Pentti Linkola
| Pentti Linkola | |
|---|---|
| Linkola in 2011 | |
| Born | Kaarlo Pentti Linkola 7 December 1932 Helsinki, Finland | 
| Died | 5 April 2020 (aged 87) Valkeakoski, Finland | 
| Subject | Ornithology, environmentalism, nature, deep ecology | 
| Notable works | Can Life Prevail?: A Revolutionary Approach to the Environmental Crisis (2011) | 
| Notable awards | Eino Leino Prize 1983 | 
Kaarlo Pentti Linkola (7 December 1932 in Helsinki – 5 April 2020) was a prominent Finnish deep ecologist, ornithologist, polemicist, naturalist, writer, and fisherman. He wrote widely about his ideas and in Finland was a prominent thinker,: 271 and is linked by some authors to ecofascism and to authoritarian deep ecology.
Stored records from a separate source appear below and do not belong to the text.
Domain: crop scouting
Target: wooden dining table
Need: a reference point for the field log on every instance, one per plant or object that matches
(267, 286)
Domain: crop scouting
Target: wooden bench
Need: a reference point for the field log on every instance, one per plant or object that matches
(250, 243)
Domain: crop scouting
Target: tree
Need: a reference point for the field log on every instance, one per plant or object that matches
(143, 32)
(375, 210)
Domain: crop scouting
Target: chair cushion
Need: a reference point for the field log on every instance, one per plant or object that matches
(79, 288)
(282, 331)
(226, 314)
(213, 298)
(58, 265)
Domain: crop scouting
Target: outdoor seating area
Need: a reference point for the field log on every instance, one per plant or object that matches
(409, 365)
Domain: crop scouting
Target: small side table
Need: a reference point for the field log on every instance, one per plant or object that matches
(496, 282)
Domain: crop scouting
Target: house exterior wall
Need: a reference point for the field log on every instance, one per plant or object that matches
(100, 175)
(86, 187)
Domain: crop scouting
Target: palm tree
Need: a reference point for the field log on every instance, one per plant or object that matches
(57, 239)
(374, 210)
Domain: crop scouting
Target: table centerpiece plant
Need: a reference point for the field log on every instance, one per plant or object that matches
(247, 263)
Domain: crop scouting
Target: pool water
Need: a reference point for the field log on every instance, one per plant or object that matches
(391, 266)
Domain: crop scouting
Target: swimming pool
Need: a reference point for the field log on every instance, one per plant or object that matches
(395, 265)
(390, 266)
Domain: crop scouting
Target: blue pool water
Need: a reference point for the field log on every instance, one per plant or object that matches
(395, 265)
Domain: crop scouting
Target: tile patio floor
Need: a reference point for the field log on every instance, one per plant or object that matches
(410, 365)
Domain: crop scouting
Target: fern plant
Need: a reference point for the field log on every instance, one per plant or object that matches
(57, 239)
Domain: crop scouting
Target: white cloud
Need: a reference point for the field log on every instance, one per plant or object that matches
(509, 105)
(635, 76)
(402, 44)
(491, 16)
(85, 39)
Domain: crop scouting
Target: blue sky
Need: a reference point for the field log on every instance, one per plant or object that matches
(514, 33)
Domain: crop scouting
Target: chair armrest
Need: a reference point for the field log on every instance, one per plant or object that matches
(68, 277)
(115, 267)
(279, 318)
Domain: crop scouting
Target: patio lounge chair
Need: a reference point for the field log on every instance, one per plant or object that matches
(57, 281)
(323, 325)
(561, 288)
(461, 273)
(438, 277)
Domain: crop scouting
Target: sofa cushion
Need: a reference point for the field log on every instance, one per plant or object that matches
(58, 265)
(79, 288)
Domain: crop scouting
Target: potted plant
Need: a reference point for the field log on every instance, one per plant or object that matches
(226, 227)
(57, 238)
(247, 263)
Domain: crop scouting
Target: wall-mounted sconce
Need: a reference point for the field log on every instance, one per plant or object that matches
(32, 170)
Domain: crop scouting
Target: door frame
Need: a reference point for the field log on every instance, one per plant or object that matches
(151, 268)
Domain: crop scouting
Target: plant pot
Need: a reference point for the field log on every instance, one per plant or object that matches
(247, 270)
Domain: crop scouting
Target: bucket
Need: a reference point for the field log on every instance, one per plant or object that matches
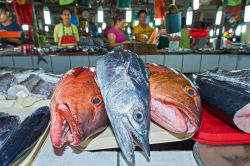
(173, 20)
(83, 2)
(123, 3)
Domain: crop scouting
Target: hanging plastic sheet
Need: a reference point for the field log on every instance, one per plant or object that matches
(23, 13)
(159, 9)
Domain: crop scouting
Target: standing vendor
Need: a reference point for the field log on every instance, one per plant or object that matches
(116, 34)
(142, 31)
(7, 24)
(174, 38)
(65, 33)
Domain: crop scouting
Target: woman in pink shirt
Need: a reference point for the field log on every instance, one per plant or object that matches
(116, 34)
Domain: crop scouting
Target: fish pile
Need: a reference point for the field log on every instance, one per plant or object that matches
(18, 139)
(17, 83)
(175, 102)
(129, 90)
(77, 108)
(227, 95)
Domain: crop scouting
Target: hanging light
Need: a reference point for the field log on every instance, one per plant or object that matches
(25, 27)
(129, 15)
(189, 16)
(104, 25)
(136, 23)
(100, 15)
(238, 30)
(223, 29)
(247, 11)
(46, 28)
(218, 16)
(196, 4)
(46, 14)
(129, 30)
(211, 33)
(99, 30)
(151, 24)
(157, 21)
(231, 30)
(217, 31)
(243, 28)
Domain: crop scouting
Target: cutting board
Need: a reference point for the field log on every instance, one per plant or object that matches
(23, 108)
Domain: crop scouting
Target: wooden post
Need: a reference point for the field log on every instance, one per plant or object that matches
(224, 9)
(35, 32)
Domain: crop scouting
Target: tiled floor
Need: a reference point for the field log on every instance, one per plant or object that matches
(169, 154)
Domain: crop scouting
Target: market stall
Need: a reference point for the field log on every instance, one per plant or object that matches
(50, 56)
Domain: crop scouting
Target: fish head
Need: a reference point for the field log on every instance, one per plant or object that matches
(129, 116)
(77, 109)
(175, 102)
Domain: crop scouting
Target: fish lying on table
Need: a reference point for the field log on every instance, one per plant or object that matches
(6, 81)
(123, 81)
(175, 102)
(228, 101)
(240, 78)
(18, 82)
(7, 124)
(77, 108)
(24, 137)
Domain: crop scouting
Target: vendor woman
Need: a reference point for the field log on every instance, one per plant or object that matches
(7, 24)
(142, 31)
(65, 33)
(116, 34)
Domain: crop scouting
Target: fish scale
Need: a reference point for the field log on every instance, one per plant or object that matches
(123, 81)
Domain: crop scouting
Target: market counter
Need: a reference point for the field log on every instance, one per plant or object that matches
(106, 140)
(186, 62)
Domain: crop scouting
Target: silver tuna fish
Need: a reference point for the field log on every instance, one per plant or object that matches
(123, 82)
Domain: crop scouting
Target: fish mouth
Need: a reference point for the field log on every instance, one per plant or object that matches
(173, 117)
(126, 136)
(65, 128)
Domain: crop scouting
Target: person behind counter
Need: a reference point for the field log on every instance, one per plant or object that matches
(116, 34)
(142, 31)
(65, 33)
(185, 38)
(7, 24)
(173, 38)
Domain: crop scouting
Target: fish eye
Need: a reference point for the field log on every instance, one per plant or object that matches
(96, 101)
(190, 91)
(138, 116)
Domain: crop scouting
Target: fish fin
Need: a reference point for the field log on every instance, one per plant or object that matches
(127, 63)
(214, 69)
(77, 71)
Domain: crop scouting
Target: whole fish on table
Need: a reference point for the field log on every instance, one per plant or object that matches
(229, 102)
(240, 78)
(123, 81)
(24, 137)
(175, 102)
(6, 81)
(17, 82)
(8, 123)
(77, 108)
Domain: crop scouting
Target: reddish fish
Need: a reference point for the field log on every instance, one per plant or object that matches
(175, 103)
(77, 108)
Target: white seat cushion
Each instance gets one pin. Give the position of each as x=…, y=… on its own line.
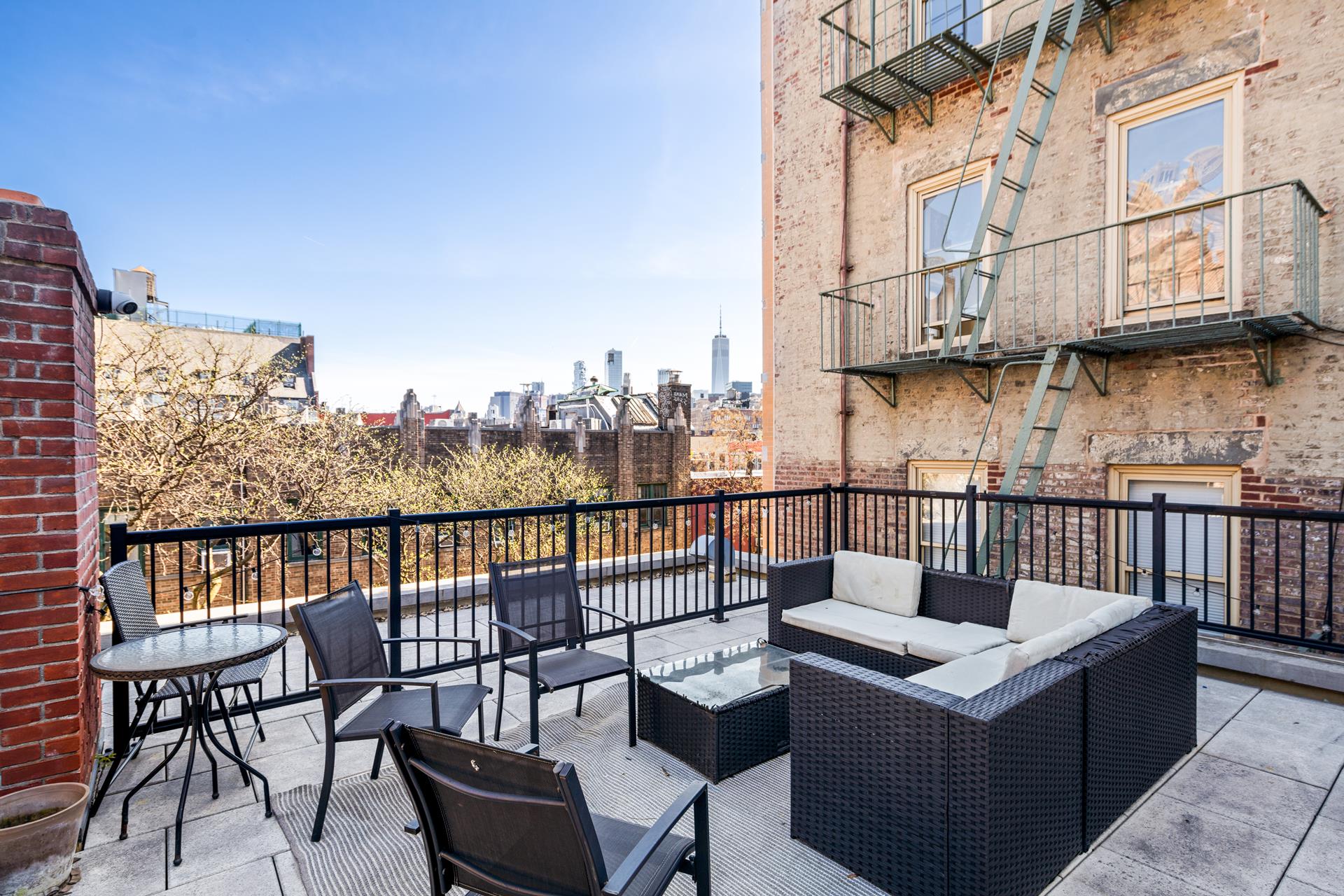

Linkola was a year-round fisherman from 1959 to 1995. He fished on Keitele, Päijänne and the Gulf of Finland, and since 1978 he fished on Vanajavesi.
Linkola blamed humans for the continuous degradation of the environment. He promoted rapid population decline to combat the problems commonly attributed to overpopulation. Linkola also defended an end to immigration, the reversion to pre-industrial life ways, and authoritarian measures to keep human life within strict limits.